It is believed that the militants offer protection to pirates in exchange for cash, arms and logistics in a pirate value chain estimated to be worth between $4.9 billion and $8.3 billion.

MV BLIDA with its 27 crew was hijacked on January 1 on her way to Dar-es-Salaam, Tanzania from Salalah in Oman.

The turn of events comes as a relief to shippers who are shouldering the commercial burden of piracy along the gulf of Eden.

Maritime sources privy to ransom negotiations in Mombasa said the military campaign had tilted negotiations in favour of vessel owners as pirates rush to close deals.

London and Mombasa are cited in various reports as among the towns where where negotiations for ransom are conducted.
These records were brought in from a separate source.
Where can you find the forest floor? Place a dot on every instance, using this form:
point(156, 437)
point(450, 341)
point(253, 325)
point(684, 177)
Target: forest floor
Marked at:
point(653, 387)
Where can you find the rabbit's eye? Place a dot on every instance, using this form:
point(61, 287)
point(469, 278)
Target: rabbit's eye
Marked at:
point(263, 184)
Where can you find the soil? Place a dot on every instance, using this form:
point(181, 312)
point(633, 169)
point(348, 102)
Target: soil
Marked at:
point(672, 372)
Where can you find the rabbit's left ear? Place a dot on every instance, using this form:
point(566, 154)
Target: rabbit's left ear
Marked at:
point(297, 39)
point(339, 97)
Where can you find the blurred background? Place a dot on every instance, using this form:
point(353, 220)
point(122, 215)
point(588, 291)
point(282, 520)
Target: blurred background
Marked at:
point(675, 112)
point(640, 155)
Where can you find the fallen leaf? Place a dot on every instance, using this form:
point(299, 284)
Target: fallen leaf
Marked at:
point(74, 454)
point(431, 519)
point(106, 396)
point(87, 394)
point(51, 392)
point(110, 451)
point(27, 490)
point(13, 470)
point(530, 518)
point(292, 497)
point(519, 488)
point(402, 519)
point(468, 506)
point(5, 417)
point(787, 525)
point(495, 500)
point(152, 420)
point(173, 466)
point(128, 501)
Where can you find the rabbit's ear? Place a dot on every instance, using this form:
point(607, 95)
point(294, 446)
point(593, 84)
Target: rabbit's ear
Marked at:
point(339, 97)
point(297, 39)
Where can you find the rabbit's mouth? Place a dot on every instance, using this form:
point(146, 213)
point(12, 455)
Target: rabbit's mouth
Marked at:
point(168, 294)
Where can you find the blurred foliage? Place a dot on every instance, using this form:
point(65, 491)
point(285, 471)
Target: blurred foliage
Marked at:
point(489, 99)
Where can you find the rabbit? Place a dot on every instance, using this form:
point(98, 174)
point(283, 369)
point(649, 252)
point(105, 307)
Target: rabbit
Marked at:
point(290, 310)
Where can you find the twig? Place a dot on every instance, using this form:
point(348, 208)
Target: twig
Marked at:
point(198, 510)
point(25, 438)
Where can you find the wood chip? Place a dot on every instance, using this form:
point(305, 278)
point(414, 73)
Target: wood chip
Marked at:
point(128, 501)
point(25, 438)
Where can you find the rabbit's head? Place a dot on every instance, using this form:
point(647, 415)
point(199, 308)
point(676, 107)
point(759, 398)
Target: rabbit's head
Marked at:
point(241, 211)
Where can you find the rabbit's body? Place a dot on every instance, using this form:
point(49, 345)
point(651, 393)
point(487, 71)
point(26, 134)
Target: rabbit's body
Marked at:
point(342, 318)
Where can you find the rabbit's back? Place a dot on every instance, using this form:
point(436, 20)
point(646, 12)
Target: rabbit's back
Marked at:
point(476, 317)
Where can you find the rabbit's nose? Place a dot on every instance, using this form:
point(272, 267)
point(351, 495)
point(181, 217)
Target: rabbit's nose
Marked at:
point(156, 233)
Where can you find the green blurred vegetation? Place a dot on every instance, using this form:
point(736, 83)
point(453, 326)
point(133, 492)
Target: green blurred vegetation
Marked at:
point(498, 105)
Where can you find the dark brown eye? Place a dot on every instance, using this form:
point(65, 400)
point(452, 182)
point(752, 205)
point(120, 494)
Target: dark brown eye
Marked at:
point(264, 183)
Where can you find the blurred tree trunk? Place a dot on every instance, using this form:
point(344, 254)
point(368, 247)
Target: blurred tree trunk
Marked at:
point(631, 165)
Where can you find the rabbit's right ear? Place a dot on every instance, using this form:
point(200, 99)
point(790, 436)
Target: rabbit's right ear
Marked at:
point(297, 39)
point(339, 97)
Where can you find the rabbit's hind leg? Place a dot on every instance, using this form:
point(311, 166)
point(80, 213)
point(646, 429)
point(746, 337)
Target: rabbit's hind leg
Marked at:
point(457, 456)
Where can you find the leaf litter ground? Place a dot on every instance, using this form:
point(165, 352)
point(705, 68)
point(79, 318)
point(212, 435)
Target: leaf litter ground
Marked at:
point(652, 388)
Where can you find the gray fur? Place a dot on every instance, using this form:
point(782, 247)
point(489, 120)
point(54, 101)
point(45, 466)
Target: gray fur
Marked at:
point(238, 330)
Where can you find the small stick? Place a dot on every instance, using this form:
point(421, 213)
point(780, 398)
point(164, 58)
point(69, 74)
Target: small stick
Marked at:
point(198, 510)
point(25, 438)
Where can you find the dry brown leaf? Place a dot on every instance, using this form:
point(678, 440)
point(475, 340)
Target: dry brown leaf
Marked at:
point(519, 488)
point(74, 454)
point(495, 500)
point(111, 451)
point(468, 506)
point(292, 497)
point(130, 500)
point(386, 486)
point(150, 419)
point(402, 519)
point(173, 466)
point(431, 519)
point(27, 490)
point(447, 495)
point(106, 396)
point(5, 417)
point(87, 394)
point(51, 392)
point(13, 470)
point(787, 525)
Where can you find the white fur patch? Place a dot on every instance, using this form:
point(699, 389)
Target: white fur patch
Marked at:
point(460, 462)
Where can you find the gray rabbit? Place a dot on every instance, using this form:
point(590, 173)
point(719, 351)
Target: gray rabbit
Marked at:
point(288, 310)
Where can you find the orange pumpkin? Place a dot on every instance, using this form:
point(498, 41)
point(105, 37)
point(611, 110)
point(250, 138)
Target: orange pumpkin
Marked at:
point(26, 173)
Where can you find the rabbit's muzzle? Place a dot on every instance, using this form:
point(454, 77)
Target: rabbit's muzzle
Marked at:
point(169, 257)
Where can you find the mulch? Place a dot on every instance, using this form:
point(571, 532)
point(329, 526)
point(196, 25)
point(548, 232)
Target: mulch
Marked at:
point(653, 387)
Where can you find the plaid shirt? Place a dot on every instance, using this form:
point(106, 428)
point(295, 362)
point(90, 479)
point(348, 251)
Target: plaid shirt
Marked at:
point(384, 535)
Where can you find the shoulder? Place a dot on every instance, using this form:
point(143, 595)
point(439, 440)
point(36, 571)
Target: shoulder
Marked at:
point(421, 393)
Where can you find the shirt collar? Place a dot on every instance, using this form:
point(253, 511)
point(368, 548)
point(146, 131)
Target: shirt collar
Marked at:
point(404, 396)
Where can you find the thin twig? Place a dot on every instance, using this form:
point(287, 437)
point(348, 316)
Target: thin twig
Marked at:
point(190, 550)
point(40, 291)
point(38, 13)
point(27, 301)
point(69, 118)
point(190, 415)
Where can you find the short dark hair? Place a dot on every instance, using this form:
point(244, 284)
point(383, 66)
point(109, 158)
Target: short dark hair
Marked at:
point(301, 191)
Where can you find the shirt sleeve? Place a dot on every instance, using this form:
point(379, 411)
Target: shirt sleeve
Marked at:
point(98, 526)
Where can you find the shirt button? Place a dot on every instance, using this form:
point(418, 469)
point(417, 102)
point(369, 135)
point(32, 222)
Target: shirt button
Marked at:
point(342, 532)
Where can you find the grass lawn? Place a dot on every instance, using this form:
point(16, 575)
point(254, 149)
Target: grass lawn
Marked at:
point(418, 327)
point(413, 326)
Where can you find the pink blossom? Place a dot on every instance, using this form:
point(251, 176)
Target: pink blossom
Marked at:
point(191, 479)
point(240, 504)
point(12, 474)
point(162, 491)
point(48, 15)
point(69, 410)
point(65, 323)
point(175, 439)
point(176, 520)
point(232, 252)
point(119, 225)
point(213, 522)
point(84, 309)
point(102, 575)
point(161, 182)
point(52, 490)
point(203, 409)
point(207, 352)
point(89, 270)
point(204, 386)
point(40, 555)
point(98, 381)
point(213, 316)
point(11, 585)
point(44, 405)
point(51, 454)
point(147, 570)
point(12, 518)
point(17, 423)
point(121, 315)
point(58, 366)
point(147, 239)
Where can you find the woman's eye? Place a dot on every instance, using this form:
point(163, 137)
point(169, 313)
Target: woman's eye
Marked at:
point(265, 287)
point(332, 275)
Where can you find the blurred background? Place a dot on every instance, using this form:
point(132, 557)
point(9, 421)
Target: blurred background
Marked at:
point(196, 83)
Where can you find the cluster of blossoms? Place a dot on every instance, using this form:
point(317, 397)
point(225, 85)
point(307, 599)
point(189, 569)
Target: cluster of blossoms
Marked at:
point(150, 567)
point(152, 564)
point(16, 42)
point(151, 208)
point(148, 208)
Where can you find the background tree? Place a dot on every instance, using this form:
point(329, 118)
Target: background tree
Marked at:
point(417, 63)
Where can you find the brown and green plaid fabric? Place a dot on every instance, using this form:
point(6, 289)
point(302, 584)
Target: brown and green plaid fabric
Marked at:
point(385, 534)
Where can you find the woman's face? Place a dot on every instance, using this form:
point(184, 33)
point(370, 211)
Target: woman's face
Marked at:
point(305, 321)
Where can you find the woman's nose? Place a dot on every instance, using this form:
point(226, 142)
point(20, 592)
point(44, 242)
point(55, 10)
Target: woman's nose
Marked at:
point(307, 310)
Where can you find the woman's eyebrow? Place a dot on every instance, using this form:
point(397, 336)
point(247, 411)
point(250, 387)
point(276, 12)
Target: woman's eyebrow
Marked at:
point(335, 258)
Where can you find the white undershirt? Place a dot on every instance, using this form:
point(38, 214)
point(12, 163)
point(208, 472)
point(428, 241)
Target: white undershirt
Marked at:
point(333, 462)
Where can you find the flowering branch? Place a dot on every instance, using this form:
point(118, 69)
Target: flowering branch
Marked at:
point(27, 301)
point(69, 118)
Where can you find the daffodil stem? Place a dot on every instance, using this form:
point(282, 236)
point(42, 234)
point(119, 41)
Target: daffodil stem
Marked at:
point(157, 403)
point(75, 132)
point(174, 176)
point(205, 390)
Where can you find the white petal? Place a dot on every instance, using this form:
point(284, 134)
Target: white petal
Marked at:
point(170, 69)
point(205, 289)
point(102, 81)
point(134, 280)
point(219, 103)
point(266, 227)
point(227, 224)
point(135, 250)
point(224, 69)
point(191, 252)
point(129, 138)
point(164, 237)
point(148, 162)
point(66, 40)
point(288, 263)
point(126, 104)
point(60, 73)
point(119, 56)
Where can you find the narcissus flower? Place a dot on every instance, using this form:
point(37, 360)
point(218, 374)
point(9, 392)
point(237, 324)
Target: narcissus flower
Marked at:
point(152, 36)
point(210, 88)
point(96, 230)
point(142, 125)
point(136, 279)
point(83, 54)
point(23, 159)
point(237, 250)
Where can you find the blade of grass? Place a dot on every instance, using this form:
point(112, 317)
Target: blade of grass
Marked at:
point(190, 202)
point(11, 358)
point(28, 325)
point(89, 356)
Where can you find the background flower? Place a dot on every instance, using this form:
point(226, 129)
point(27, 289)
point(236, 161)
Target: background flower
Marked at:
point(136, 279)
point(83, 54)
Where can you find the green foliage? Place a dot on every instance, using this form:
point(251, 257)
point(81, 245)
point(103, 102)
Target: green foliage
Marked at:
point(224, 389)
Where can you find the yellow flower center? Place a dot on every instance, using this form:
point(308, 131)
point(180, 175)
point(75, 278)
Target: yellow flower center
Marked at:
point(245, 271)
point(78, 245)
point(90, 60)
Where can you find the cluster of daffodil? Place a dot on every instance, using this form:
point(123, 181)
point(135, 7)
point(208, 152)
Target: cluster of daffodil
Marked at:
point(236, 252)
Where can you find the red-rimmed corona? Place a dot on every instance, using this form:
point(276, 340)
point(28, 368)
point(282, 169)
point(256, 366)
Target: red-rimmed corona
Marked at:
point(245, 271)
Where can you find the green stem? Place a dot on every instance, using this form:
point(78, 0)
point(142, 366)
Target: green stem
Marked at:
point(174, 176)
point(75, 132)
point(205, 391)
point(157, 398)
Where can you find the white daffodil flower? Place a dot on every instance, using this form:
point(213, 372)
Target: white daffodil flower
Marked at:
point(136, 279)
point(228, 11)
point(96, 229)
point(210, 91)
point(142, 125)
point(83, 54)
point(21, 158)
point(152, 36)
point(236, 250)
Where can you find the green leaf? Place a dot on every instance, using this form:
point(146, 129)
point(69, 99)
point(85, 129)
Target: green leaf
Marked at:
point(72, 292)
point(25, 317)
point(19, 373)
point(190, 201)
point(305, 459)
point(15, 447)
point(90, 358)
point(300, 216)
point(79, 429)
“Pirates are keener than before to make sure that negotiations for the release of at least nine vessels held in Somali are completed,” said a manager at one of a Mombasa-based shipping agents, who wished to remain anonymous. “It is clear the trend is due to the military operation in Somalia.”

The fall of Gen Said Barre’s administration in 1992 plunged Somalia into civil strife, disintegrating its navy and coastguard services, marking the onset of piracy along its coast.

The surge in piracy led to an increase in the price of ransoms in recent years with $9.5 million for the release of Samho Dream, a South Korean oil tanker, in November last year the highest amount paid to date.

“In 2005, ransoms averaged around $150,000. By 2009, the average ransom was around $3.4 million. In 2010, ransoms averaged $5.4 million. Higher ransom demands lengthen negotiations and the duration seafarers are held hostage,” said Fredrick Wahutu, a maritime expert in Mombasa.

The Kenyan economy has borne the brunt of piracy with the Kenyan Shippers Council estimates showing that the crime increases the cost of imports by $23.8 million and exports by $9.8 million per month. These costs are then passed on to consumers.

Gilbert Langat, the Chief Executive of the shippers council, said piracy could have pushed up the price of imported goods by up to 10 per cent, fuelling inflation in the country.

The cost of insurance in the shipping sector have also been on the rise as shippers take extra covers for war risk, kidnap and ransom in addition to conventional underwriting of cargo and hull.